Shilpi Somaya Gowda lässt die Geschichte aus der Perspektive der vier Protagonisten erzählen. Auch Prem, der verstorbene Sohn, nimmt in einigen Kapiteln Stellung und berichtet aus seiner Sicht aus dem Jenseits. Gowda hat den Selbstfindungs- und Trauerprozess der einzelnen Familienmitglieder, über sieben prägende Jahre hinweg, auf überaus wertneutrale und zugleich psychologische Weise beschreiben. Jeder Mensch hat seine Art zu trauern, zu verstehen und zu verarbeiten.
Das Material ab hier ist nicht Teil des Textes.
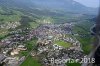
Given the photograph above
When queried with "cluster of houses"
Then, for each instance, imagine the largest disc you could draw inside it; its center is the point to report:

Jedes Mitglied der Familie begibt sich auf seinen eigenen Weg, jeder auf seine Art mit dem Verlust (weiter) zu leben, zu funktionieren! "Vielleicht bewegen sich alle auf ihren eigenen parallelen Wegen der Trauer und würden sich auf der anderen Seite treffen, wohlbehalten oder sogar stärker."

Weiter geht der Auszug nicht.